A Friday night youth church gathering was supposed to be like any other for me. Instead, on this night in 2024, it ended with me collapsing in a bathroom and waking up in a hospital bed at Netcare Blaauwberg Hospital, confused.
What the doctors found was the last thing I expected: hypertension.
But I was only 24. I’ve always thought high blood pressure was something that older people get.
Doctors initially said it was a drop in my blood pressure (BP) that caused me to pass out. But later checks told a different story. I vividly remember the doctor’s words to a family member.
“She can’t walk around with that kind of blood pressure. It could lead to a stroke.”
The doctor gave me amlodipine, medication to help regulate it, and I was discharged with a referral letter to New Somerset Hospital to see a specialist.
At Somerset, my BP readings were 147/91. According to the World Health Organisation 140/90 mmHg is the threshold for high blood pressure. Staff repeated the test checks multiple times, thinking the machine might be faulty. They were surprised that someone my age, with a petite size, had numbers that high.
It turns out my body had been giving me small warnings that started around July 2023. There were random fast heartbeats before bed, extreme fatigue and nausea after simple physical activities and dizziness that I couldn’t quite explain. At general check-ups, my BP would be 150/90, the normal range is 120/80. But I was told it could be stress, low iron, or even my diet.

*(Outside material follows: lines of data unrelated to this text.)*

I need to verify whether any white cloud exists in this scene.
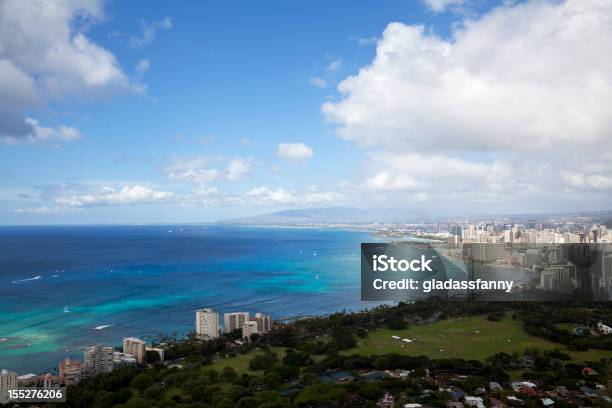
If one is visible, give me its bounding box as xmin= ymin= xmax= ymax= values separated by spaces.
xmin=134 ymin=59 xmax=151 ymax=76
xmin=365 ymin=171 xmax=418 ymax=191
xmin=357 ymin=37 xmax=378 ymax=46
xmin=14 ymin=205 xmax=78 ymax=215
xmin=0 ymin=0 xmax=134 ymax=143
xmin=164 ymin=156 xmax=253 ymax=184
xmin=242 ymin=187 xmax=298 ymax=205
xmin=276 ymin=143 xmax=314 ymax=161
xmin=323 ymin=0 xmax=612 ymax=150
xmin=322 ymin=0 xmax=612 ymax=213
xmin=225 ymin=158 xmax=253 ymax=181
xmin=309 ymin=77 xmax=327 ymax=88
xmin=53 ymin=184 xmax=174 ymax=208
xmin=422 ymin=0 xmax=466 ymax=13
xmin=325 ymin=57 xmax=342 ymax=72
xmin=167 ymin=168 xmax=223 ymax=183
xmin=130 ymin=17 xmax=172 ymax=48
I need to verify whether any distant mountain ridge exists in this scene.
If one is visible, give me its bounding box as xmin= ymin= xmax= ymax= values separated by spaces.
xmin=222 ymin=207 xmax=390 ymax=225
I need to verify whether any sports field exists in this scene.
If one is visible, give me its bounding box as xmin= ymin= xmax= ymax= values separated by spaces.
xmin=343 ymin=316 xmax=612 ymax=361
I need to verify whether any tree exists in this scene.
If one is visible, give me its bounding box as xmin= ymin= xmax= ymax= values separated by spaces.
xmin=130 ymin=371 xmax=153 ymax=391
xmin=219 ymin=367 xmax=238 ymax=382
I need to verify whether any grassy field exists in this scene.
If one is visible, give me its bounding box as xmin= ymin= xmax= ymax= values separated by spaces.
xmin=343 ymin=316 xmax=612 ymax=361
xmin=206 ymin=316 xmax=612 ymax=374
xmin=206 ymin=347 xmax=285 ymax=374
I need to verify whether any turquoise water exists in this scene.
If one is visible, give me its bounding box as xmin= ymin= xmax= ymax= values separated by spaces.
xmin=0 ymin=226 xmax=372 ymax=373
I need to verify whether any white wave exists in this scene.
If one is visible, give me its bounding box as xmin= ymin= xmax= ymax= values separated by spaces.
xmin=11 ymin=275 xmax=42 ymax=284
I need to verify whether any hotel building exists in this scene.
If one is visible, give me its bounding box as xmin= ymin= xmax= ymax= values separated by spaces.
xmin=242 ymin=320 xmax=259 ymax=340
xmin=83 ymin=345 xmax=114 ymax=377
xmin=0 ymin=369 xmax=17 ymax=404
xmin=123 ymin=337 xmax=147 ymax=364
xmin=59 ymin=358 xmax=83 ymax=385
xmin=223 ymin=312 xmax=249 ymax=333
xmin=196 ymin=308 xmax=219 ymax=339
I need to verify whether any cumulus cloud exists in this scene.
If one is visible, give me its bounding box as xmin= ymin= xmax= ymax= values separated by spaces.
xmin=130 ymin=17 xmax=172 ymax=48
xmin=54 ymin=184 xmax=174 ymax=207
xmin=322 ymin=0 xmax=612 ymax=211
xmin=276 ymin=143 xmax=314 ymax=161
xmin=225 ymin=158 xmax=253 ymax=181
xmin=13 ymin=205 xmax=78 ymax=215
xmin=243 ymin=187 xmax=297 ymax=204
xmin=164 ymin=156 xmax=253 ymax=184
xmin=323 ymin=0 xmax=612 ymax=150
xmin=325 ymin=57 xmax=342 ymax=72
xmin=357 ymin=37 xmax=378 ymax=46
xmin=423 ymin=0 xmax=466 ymax=13
xmin=0 ymin=0 xmax=134 ymax=142
xmin=134 ymin=59 xmax=151 ymax=76
xmin=309 ymin=77 xmax=327 ymax=88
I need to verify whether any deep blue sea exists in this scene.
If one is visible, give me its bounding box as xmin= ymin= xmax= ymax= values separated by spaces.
xmin=0 ymin=225 xmax=373 ymax=374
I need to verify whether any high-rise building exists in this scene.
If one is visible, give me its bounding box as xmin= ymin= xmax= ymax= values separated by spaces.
xmin=540 ymin=265 xmax=576 ymax=292
xmin=251 ymin=313 xmax=272 ymax=334
xmin=123 ymin=337 xmax=147 ymax=364
xmin=196 ymin=308 xmax=219 ymax=339
xmin=113 ymin=351 xmax=138 ymax=369
xmin=242 ymin=320 xmax=259 ymax=339
xmin=83 ymin=345 xmax=113 ymax=377
xmin=0 ymin=369 xmax=17 ymax=404
xmin=59 ymin=358 xmax=83 ymax=385
xmin=223 ymin=312 xmax=249 ymax=333
xmin=601 ymin=255 xmax=612 ymax=289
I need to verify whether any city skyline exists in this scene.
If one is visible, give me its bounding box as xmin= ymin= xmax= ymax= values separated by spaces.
xmin=0 ymin=0 xmax=612 ymax=225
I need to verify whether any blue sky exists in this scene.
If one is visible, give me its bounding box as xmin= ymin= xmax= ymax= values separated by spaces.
xmin=0 ymin=0 xmax=612 ymax=224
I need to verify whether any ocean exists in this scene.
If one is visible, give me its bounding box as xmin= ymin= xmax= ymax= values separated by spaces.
xmin=0 ymin=225 xmax=375 ymax=374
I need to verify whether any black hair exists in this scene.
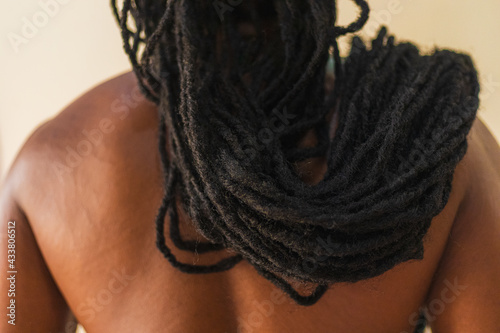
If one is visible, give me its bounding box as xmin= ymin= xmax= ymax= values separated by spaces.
xmin=112 ymin=0 xmax=479 ymax=305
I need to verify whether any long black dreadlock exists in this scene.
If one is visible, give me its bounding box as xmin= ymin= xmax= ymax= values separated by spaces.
xmin=112 ymin=0 xmax=479 ymax=305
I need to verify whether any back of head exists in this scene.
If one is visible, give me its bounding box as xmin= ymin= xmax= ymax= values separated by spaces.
xmin=112 ymin=0 xmax=479 ymax=305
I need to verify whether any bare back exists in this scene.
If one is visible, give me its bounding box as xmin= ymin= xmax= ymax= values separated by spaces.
xmin=0 ymin=74 xmax=500 ymax=333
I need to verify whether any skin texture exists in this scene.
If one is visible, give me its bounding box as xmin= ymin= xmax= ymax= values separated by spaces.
xmin=0 ymin=73 xmax=500 ymax=333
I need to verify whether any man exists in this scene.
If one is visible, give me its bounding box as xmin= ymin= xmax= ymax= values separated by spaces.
xmin=0 ymin=0 xmax=500 ymax=333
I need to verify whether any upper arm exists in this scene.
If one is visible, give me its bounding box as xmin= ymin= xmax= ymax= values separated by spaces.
xmin=0 ymin=154 xmax=74 ymax=333
xmin=425 ymin=119 xmax=500 ymax=333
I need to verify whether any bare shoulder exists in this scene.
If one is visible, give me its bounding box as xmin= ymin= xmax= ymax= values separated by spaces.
xmin=426 ymin=118 xmax=500 ymax=333
xmin=6 ymin=72 xmax=157 ymax=201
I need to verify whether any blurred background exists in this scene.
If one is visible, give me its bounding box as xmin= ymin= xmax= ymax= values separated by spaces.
xmin=0 ymin=0 xmax=500 ymax=330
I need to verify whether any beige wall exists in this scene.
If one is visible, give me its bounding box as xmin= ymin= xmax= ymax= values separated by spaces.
xmin=0 ymin=0 xmax=500 ymax=182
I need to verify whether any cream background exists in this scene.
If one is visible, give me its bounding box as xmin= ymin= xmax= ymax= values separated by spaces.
xmin=0 ymin=0 xmax=500 ymax=330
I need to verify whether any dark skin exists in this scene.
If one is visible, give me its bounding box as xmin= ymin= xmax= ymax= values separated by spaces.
xmin=0 ymin=73 xmax=500 ymax=333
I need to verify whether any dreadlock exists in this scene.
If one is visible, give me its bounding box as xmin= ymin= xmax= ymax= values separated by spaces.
xmin=112 ymin=0 xmax=479 ymax=305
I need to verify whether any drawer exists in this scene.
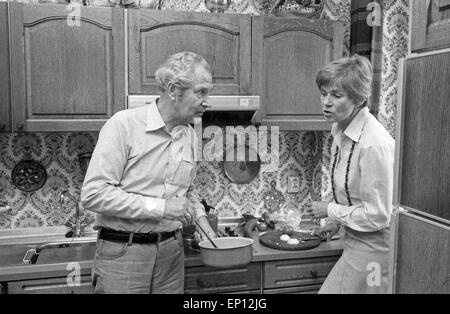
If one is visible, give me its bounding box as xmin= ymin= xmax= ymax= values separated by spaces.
xmin=264 ymin=256 xmax=339 ymax=289
xmin=263 ymin=285 xmax=322 ymax=294
xmin=7 ymin=275 xmax=93 ymax=294
xmin=184 ymin=263 xmax=261 ymax=293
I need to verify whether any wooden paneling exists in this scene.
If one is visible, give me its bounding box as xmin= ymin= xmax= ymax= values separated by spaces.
xmin=264 ymin=256 xmax=339 ymax=289
xmin=11 ymin=3 xmax=125 ymax=131
xmin=128 ymin=10 xmax=251 ymax=95
xmin=411 ymin=0 xmax=450 ymax=51
xmin=252 ymin=17 xmax=343 ymax=130
xmin=0 ymin=2 xmax=11 ymax=132
xmin=399 ymin=51 xmax=450 ymax=220
xmin=394 ymin=213 xmax=450 ymax=294
xmin=184 ymin=263 xmax=261 ymax=293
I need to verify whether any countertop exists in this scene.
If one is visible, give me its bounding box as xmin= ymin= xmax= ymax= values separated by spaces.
xmin=0 ymin=234 xmax=343 ymax=282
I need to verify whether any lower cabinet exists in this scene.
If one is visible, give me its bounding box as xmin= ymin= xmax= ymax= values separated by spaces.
xmin=263 ymin=256 xmax=339 ymax=294
xmin=184 ymin=263 xmax=261 ymax=293
xmin=0 ymin=256 xmax=339 ymax=294
xmin=6 ymin=275 xmax=93 ymax=294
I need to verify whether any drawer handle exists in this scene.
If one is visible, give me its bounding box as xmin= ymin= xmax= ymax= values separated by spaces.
xmin=196 ymin=279 xmax=207 ymax=288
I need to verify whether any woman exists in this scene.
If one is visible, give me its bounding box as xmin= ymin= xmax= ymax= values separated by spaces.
xmin=310 ymin=55 xmax=394 ymax=293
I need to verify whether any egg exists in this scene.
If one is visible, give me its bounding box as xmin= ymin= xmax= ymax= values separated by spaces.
xmin=280 ymin=234 xmax=291 ymax=241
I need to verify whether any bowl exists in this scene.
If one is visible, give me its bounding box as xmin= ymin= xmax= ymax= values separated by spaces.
xmin=205 ymin=0 xmax=231 ymax=13
xmin=198 ymin=237 xmax=253 ymax=268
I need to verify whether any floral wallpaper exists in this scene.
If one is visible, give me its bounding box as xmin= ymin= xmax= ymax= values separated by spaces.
xmin=378 ymin=0 xmax=410 ymax=138
xmin=0 ymin=0 xmax=408 ymax=229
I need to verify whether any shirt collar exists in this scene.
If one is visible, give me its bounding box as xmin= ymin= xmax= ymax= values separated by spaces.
xmin=145 ymin=101 xmax=166 ymax=132
xmin=331 ymin=107 xmax=370 ymax=142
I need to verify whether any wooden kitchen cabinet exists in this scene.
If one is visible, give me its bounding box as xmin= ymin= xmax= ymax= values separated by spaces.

On Monday 18 November 2024, I was officially diagnosed with hypertension.
A guide to blood pressure reading (Heart & Stroke Foundation South Africa)
While the exact number of young people with hypertension are unknown, national estimates show that between 2000-2010, the number of 15-24 year olds living with hypertension doubled.
I spoke to cardiovascular disease researcher Professor Lebo Gafane-Matemane from North West University’s Hypertension in Africa Research Team (HART) to get a better understanding of why more young people like me are being diagnosed with high blood pressure.
“There are very limited studies when it comes to the detection of childhood and young adult hypertension in South Africa, on the African continent and many other places in the world. So the numbers actually might be an underestimation of the actual problem,” she explains.
Deeper than lifestyle choices
Conventional wisdom tells us that high blood pressure is associated with being overweight or obese, caused by living an unhealthy lifestyle, including eating highly processed food and physical inactivity.
But one of the lessons I’m learning is that it’s more complex than that.
Gafane-Matemane explains that this shift is not only being driven by diet or weight-related factors, but by a much wider mix of social and environmental pressures affecting young people’s daily lives.
“We must look at things like household income, because that’s what will most likely affect the kind of food that people are able to afford. Are they healthy foods? Are they those that are easily accessible, although they might not be healthy?”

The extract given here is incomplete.